Опутив руки, стояла Груня перед мужем, и опять какая-то непонятная ей самой сила удерживала ее от возражений.

— Ну, прощай, маленькая плакса! — улыбнулся Обносков и поднял за подбородок лицо жены.

Она отдернула голову назад и нахмурила брови.

— Ах, ты капризница! — шутливо промолвил муж, игриво скользнув двумя пальцами около груди жены, как это делают с ребенком, когда ему говорят: «А вот я тебя забодаю!» — и вышел из комнаты. «Какая она хорошенькая, когда капризничает», — промелькнуло у него в голове, и он готов был снова воротиться к жене, чтобы поцеловать ее, но ему приходилось спешить на службу, а потому это желание и отложилось до более свободного времени.

Груня решительно и быстро отерла слезы и, строптиво швырнув в сторону носовой платок, принялась опять за вышивку. Прошло довольно много времени. Груня продолжала вышивать. Внутреннее волнение замечалось только по излишней быстроте работы; наружность же молодой женщины, похожей на девочку, оставалась невозмутимо спокойною, только лоб морщился более обыкновенного, да изредка закусывались губы, как будто из желания физическою болью подавить мучения нравственной пытки. Наконец в комнату вошла Марья Ивановна.
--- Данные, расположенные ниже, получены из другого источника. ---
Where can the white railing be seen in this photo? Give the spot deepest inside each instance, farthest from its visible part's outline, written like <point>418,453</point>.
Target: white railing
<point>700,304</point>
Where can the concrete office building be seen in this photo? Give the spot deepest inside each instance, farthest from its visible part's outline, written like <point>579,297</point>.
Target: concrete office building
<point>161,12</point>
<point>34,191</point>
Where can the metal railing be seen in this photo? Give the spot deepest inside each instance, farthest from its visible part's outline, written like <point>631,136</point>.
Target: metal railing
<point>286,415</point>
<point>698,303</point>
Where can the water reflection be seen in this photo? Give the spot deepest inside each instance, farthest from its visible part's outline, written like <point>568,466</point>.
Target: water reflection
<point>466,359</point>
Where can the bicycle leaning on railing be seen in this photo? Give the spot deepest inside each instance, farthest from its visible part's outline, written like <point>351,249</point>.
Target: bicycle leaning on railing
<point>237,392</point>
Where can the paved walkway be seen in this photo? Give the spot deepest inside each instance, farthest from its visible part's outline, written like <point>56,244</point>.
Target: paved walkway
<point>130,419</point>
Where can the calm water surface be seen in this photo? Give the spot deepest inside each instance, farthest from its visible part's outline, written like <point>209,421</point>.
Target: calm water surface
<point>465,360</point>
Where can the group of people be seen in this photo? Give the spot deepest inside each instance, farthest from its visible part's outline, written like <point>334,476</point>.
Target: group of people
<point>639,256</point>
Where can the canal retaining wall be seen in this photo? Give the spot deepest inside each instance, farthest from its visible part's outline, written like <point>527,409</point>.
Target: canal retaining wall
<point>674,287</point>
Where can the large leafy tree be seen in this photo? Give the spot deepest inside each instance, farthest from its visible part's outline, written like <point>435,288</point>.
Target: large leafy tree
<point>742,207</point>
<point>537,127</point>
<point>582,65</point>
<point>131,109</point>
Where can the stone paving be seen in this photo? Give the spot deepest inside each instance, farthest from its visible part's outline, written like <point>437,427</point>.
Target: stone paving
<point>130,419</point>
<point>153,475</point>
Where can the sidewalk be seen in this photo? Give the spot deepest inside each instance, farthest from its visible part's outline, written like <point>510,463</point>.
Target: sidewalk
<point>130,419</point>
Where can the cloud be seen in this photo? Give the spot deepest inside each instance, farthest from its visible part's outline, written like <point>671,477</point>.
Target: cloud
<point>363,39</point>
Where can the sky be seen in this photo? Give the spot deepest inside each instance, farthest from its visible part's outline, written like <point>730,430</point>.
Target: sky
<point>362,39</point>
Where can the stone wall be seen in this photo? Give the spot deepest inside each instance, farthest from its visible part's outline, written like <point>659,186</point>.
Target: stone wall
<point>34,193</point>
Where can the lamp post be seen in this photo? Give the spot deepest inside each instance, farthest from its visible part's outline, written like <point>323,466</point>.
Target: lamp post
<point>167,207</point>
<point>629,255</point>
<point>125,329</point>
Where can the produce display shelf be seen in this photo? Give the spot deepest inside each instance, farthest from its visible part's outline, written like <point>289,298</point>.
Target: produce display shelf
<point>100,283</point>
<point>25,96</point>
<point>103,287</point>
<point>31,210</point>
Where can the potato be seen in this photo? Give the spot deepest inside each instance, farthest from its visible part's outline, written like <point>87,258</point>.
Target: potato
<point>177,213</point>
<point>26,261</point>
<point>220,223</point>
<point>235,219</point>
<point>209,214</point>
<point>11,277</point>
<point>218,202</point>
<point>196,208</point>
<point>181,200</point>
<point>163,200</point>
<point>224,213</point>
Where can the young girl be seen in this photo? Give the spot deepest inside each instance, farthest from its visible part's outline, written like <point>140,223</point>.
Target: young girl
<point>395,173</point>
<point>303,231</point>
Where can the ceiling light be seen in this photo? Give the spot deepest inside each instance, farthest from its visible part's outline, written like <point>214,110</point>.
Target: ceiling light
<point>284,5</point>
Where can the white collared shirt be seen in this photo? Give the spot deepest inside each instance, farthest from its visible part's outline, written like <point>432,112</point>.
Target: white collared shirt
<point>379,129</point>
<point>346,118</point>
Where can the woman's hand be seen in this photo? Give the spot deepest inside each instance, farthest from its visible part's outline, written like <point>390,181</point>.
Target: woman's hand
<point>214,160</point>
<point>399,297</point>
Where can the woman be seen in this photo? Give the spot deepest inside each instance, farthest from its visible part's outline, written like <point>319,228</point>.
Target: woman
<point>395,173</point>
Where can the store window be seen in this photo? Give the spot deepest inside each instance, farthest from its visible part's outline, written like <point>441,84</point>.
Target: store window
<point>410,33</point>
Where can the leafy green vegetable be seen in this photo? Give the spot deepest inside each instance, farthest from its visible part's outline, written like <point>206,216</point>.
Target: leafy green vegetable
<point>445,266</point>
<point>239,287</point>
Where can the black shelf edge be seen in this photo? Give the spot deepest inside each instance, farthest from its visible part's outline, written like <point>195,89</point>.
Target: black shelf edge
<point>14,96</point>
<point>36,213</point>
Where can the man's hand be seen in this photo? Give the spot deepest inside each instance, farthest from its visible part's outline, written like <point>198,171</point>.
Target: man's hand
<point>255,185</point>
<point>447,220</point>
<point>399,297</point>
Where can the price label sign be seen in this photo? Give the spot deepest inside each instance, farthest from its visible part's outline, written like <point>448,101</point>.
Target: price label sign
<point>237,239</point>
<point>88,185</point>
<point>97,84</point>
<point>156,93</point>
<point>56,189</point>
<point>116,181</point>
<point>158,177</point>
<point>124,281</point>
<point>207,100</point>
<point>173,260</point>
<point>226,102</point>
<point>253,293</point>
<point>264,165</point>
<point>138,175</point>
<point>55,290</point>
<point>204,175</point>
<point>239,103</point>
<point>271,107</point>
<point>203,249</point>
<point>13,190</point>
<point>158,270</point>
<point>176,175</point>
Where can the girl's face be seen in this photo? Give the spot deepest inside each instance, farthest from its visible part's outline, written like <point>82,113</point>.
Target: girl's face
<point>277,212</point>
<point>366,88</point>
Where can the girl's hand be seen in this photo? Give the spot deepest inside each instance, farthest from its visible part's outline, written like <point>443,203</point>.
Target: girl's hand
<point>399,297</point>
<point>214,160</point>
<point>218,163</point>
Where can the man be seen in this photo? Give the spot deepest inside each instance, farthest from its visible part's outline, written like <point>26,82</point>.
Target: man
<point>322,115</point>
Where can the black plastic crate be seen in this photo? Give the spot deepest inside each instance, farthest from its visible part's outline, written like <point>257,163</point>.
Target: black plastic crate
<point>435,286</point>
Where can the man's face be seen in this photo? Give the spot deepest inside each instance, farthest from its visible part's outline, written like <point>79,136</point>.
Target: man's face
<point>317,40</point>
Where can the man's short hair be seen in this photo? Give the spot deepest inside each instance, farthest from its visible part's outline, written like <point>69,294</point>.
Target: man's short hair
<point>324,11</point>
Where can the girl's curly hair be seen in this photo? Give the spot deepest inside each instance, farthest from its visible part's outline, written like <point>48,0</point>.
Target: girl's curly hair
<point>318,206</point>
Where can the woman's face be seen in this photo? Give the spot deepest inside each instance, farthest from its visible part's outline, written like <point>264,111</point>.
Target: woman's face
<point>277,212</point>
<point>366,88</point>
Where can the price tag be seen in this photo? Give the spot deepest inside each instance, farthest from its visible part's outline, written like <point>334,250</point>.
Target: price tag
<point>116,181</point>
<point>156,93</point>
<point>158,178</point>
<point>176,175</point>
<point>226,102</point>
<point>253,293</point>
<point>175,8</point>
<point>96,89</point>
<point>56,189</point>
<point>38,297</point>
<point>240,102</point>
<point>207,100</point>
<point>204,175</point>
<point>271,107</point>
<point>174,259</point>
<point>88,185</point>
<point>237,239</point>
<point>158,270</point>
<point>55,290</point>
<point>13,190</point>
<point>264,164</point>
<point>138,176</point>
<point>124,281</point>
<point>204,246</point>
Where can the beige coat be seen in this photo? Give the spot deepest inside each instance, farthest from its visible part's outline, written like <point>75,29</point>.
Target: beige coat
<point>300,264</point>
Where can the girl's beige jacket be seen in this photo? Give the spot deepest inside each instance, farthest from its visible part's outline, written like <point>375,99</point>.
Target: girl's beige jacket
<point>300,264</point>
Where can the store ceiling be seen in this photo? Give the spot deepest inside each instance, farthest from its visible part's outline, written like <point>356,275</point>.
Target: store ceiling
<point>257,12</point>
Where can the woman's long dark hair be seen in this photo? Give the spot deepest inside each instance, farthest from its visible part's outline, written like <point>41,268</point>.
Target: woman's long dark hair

— Что это вы сегодня все утро вышиваете, — заметила она, качая головой.

— А разве что-нибудь другое нужно сделать? — спросила невозмутимо холодным тоном Груня.

— Да ведь вот прачка белье принесла, ну и пересчитали бы все по записке и уложили бы в комод.

— Хорошо, — произнесла Груня тем же тоном и пошла в другую комнату пересчитывать и прибирать белье.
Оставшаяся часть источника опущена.